Remember, going to the small claims court is a last resort and there is the chance to go to medication (which is free) to discuss the case amicability. This may be something you opt for further down the line.
Small Claims Court Fee
Unfortunately, the small claims court is not free. There is a small fee and this all depends on how much you are claiming for and in what part of the United Kingdom you reside. You can use online calculators to estimate how much your court fee will be and this can be found on the government website. However, on the upside you do not need to pay for a solicitor to represent you in court.
Where is the Claim Made?
The HM Court and Tribunal Service log your documentation and will make the defendant aware that you are taking them to the small claims court. This can be done online or in person. Generally, the online process is quicker. The form simply consists of your name, address and the defendant’s name and company name. You will have a box below to explain your situation and why exactly you are bringing them to court.
If the defendant does not accept, then you may have to consider the free medication. Medication is where a mediator hears both sides of the of the argument and then will suggest an outcome such as, an apology and the trader agree to repair and fix the botched work. The only way medication can go against the claimant is if you are unreasonable and refuse medication then there could be penalties against you (which is up to the judge’s discretion). However, most of the time the court will see that you tried to sort the dispute out amicable but with little success.

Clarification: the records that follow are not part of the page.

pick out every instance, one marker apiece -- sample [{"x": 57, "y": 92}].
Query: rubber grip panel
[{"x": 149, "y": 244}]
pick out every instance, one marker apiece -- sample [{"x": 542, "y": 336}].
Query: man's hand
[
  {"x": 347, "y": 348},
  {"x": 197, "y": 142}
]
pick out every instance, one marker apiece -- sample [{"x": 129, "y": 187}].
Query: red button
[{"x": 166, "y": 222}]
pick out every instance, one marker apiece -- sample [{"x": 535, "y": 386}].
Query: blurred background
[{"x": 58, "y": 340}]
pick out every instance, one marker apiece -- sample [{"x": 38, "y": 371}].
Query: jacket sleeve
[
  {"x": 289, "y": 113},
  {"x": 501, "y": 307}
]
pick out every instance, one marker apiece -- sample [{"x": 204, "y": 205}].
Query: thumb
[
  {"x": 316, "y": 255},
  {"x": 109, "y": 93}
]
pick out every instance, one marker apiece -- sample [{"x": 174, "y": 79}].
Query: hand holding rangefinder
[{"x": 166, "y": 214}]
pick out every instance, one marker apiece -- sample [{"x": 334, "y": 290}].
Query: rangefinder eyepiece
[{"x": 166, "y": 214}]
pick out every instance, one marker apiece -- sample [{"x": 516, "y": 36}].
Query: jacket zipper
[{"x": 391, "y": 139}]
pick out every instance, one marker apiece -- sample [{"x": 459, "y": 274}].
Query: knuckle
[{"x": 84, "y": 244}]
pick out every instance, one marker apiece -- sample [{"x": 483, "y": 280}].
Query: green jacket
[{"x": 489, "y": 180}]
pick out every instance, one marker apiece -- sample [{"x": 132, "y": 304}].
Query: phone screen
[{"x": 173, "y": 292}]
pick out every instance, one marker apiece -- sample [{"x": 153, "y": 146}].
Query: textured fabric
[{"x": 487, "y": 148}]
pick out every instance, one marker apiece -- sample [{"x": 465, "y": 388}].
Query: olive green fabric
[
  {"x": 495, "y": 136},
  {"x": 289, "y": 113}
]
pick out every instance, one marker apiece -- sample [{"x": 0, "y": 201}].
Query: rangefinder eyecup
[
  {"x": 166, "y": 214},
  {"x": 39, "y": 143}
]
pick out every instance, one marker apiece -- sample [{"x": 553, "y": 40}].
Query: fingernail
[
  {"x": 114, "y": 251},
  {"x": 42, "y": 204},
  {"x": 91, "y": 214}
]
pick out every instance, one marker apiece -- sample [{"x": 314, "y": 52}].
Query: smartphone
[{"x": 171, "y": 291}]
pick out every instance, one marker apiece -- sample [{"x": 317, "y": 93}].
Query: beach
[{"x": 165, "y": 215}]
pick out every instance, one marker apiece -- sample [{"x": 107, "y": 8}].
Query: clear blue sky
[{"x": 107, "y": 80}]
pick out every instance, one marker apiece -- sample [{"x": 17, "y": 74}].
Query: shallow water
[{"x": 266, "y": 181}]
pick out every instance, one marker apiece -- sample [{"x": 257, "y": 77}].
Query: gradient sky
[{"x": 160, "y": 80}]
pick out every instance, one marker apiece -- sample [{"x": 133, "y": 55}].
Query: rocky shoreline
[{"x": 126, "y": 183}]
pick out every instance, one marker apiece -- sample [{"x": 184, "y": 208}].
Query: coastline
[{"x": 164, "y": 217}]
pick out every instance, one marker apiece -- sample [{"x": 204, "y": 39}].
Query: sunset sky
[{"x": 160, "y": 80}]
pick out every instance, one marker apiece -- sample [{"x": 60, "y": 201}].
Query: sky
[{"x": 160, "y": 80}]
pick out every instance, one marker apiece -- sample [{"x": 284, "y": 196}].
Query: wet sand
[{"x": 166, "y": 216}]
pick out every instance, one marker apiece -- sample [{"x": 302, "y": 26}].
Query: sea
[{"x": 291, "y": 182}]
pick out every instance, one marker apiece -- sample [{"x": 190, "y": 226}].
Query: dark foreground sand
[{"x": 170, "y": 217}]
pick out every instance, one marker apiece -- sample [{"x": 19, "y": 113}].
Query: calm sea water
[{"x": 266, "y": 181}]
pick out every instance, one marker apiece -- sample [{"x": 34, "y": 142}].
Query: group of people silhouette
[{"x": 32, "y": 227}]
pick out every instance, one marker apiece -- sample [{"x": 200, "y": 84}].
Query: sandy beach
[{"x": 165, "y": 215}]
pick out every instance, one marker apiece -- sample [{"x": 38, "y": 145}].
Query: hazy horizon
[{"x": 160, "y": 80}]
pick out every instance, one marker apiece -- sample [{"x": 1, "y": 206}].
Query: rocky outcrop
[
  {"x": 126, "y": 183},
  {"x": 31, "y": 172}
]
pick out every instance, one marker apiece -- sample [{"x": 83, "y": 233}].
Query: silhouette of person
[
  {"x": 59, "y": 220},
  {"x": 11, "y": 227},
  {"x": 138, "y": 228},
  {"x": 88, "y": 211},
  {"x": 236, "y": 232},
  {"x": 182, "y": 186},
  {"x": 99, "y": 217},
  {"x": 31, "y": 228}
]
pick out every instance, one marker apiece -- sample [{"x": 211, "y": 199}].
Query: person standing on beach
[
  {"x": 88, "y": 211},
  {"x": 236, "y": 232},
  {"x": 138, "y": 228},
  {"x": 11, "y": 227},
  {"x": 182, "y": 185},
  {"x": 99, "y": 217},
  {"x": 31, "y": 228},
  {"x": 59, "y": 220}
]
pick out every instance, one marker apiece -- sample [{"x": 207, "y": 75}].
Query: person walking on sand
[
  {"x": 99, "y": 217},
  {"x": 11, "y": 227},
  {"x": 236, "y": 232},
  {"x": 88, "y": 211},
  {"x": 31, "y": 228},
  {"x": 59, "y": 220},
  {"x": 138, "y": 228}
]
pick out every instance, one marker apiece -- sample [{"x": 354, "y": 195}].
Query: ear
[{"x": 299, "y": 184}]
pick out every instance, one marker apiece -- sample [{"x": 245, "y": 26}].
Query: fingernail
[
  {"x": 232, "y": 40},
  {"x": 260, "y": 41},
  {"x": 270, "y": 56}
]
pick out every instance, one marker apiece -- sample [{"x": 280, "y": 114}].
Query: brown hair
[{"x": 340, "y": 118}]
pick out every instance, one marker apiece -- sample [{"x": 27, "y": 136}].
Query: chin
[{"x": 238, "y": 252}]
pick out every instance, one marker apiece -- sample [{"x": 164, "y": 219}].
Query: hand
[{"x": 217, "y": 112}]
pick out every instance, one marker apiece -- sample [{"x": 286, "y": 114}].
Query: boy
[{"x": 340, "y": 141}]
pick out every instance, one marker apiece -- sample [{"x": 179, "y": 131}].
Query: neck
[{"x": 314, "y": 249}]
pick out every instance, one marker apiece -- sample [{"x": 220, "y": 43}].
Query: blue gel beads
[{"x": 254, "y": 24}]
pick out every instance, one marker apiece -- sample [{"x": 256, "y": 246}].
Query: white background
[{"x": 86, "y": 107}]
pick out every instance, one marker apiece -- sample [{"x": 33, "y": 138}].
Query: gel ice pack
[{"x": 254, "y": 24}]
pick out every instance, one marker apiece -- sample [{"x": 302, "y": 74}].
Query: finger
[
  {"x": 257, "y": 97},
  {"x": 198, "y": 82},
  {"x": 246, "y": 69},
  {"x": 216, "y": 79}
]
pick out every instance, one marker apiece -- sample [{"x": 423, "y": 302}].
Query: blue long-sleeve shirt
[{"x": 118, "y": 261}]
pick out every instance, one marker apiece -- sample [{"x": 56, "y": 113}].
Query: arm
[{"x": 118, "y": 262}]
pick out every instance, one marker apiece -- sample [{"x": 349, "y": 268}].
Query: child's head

If the Defendant Does Not Respond?
In addition, if the defendant fails to respond, the court will follow up with the claim. The defendant must respond to your claim and they normally have a certain amount of time to respond. The defendant can file for a defence or a file of acknowledgement of service. However, this only enables them to have 14 more days to expand on their evidence. Therefore, they are not off the hook they just have extended the time they have to create a defence. If they do not respond at all, then the court may grant your claim in full by claiming for a ‘request for judgment.’ These forms can be found either online or in the court itself.
Follow Up Questions?
If the defendant does respond, the court will send out the proposed allegations with directions on what to do before a final hearing. Please read these carefully and prepare/copy the documentation ready for the hearing.
Make sure you have all your evidence ready within 14 days. Both parties have this amount of time. Photographs are preferable.
After the Claim
If you lose your case, you may have to pay the other sides expenses. However, if you win, you will be awarded a sum of money which is up to the judge’s discretion. In conclusion, if you are not content by the outcome then you can appeal the case to a higher court. At this stage most would advise you to get professional legal advice if this is the route you take.